Ne soyons pas utopique cependant, ni prétentieux, dans le meilleur des cas, elle le conduit néanmoins dans la direction de la cure, mais aussi souplement, aussi innocemment, aussi modestement, aussi sobrement que possible ... Et avec autant de tact, de réserve, de retenue que possible!
Ainsi - état de réceptivité qui favorise la relation transférentielle - l'attention flottante est-elle une invitation, non contraignante autorisant la subjectivité. L'expression de celle de l'analysant pouvant se déployer dans cet espace-temps particulier qu'est celui de la séance, face à celle de l'analyste.
Il s'agit donc pour l'analyste, porté par le flux de son attention flottante, de ne chercher à prouver ni son savoir personnel ni la théorie de l'inconscient (telle que Freud le premier s'est appliqué à la transmettre) - même si en fin de cure c'est bien l'un et l'autre en leur essence qui se trouvent confirmés et enrichis de cette nouvelle expérience que représente chaque cure.
Les interventions de l'analyste relèvent alors de l'art subtil de préserver cet espace de liberté entre deux afin que puissent surgir de l'obscurité de l'inconscient quelques lumières ... !
Cette règle est donc une indication pour maintenir en intention une certaine ouverture psychique.

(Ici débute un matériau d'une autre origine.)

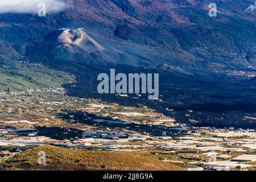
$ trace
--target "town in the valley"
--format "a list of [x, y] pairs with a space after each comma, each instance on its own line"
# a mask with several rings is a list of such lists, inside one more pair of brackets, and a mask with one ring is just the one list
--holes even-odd
[[256, 129], [195, 127], [144, 106], [64, 93], [62, 88], [0, 92], [1, 162], [47, 144], [151, 156], [188, 171], [256, 169]]

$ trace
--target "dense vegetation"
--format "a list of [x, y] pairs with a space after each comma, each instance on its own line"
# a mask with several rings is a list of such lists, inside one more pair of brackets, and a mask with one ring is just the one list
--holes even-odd
[[35, 64], [9, 61], [0, 64], [0, 89], [21, 90], [24, 88], [60, 88], [75, 77], [61, 71]]
[[[46, 154], [46, 164], [39, 165], [38, 152]], [[42, 146], [22, 152], [2, 166], [6, 169], [180, 170], [151, 157], [108, 151], [90, 151]]]

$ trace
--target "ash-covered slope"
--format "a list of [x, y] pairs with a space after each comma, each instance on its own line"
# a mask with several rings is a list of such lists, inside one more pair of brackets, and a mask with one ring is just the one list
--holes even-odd
[[144, 48], [139, 47], [96, 36], [84, 28], [60, 28], [43, 37], [30, 39], [16, 48], [20, 55], [32, 60], [40, 58], [93, 64], [157, 64], [145, 53], [148, 51], [140, 52]]

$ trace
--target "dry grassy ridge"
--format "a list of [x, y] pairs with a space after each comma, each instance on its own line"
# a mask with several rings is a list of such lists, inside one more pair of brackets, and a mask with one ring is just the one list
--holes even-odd
[[[38, 152], [46, 164], [38, 164]], [[71, 150], [44, 145], [17, 154], [2, 166], [6, 170], [169, 170], [181, 168], [151, 157], [111, 151]]]

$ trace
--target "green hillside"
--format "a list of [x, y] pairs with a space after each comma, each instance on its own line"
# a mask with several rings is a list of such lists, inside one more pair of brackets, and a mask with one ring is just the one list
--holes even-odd
[[60, 88], [75, 81], [71, 75], [37, 64], [8, 61], [0, 63], [0, 90]]
[[[46, 164], [38, 164], [38, 152], [46, 154]], [[181, 170], [151, 157], [110, 151], [91, 151], [42, 146], [19, 154], [1, 165], [5, 169]]]

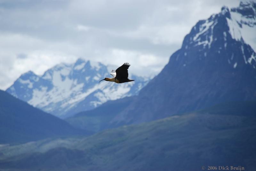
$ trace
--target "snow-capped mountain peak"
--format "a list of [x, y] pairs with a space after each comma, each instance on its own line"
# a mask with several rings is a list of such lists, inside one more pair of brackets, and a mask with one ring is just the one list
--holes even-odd
[[[218, 14], [199, 21], [185, 38], [182, 48], [185, 49], [184, 55], [186, 56], [186, 50], [198, 47], [199, 52], [204, 52], [203, 56], [199, 55], [201, 59], [207, 57], [212, 48], [220, 54], [228, 48], [228, 46], [234, 47], [235, 43], [231, 40], [233, 39], [236, 41], [236, 43], [240, 44], [242, 62], [256, 68], [255, 33], [256, 3], [241, 2], [237, 8], [230, 9], [223, 6]], [[231, 53], [226, 62], [235, 69], [242, 62], [240, 58], [234, 59], [234, 53]], [[177, 60], [178, 59], [178, 56]], [[189, 60], [185, 59], [184, 66]]]
[[136, 82], [98, 84], [110, 75], [108, 70], [100, 63], [79, 58], [74, 63], [57, 65], [42, 76], [32, 71], [24, 74], [6, 91], [34, 106], [65, 117], [108, 100], [135, 95], [148, 82], [133, 75]]

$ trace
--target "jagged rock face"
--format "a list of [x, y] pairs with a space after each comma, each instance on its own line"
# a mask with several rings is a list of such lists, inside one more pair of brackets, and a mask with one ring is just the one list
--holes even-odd
[[255, 3], [241, 3], [199, 21], [161, 73], [112, 123], [139, 123], [256, 99], [256, 8]]
[[136, 81], [99, 84], [101, 79], [112, 77], [110, 69], [100, 63], [79, 59], [75, 63], [57, 65], [42, 76], [32, 71], [25, 73], [6, 91], [34, 107], [65, 118], [109, 100], [136, 95], [148, 82], [148, 78], [130, 74], [129, 78]]

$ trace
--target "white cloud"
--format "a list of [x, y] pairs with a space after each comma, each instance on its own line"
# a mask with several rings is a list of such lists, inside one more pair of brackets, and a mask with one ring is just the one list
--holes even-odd
[[0, 89], [78, 57], [156, 74], [199, 19], [238, 0], [0, 2]]

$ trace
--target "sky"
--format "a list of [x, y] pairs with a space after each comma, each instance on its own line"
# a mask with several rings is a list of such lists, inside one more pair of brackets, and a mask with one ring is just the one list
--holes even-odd
[[[0, 0], [0, 89], [78, 58], [160, 72], [200, 19], [237, 0]], [[116, 69], [113, 68], [115, 70]]]

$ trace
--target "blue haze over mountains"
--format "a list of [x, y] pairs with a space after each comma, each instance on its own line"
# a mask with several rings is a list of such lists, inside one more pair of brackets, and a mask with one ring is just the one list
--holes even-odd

Ce n'est pas un état permanent et elle ne va pas, par ailleurs, sans l'analyse du propre transfert de l'analyste!
Mais quand elle s’exerce à point nommée, en situation, elle devient "comme naturelle", bien qu'elle continue de répondre à une exigence première indispensable à l'expression de la communication d'inconscient à inconscient sur laquelle vient se greffer le transfert.
Je ne peux résister pour conclure de vous livrer cette métaphore qui me vient à l’esprit : avec l’attention flottante, l’art du psychanalyste consiste à laisser défiler les mots de l’analysant et les images qu’ils évoquent, comme sur un écran, et de laisser impressionner sa sensibilité comme une pellicule … En laissant dériver son écoute au fil des flots des productions de l'inconscient.
Paris, janvier 2007
C'est donc bien redire si, le travail de l'analysant - qui passe entre autres choses par son effort pour librement associer - est aussi bel et bien fonction du travail actuel, en situation, de l'analyste, et de celui qu'elle ou lui-même fit sur le divan.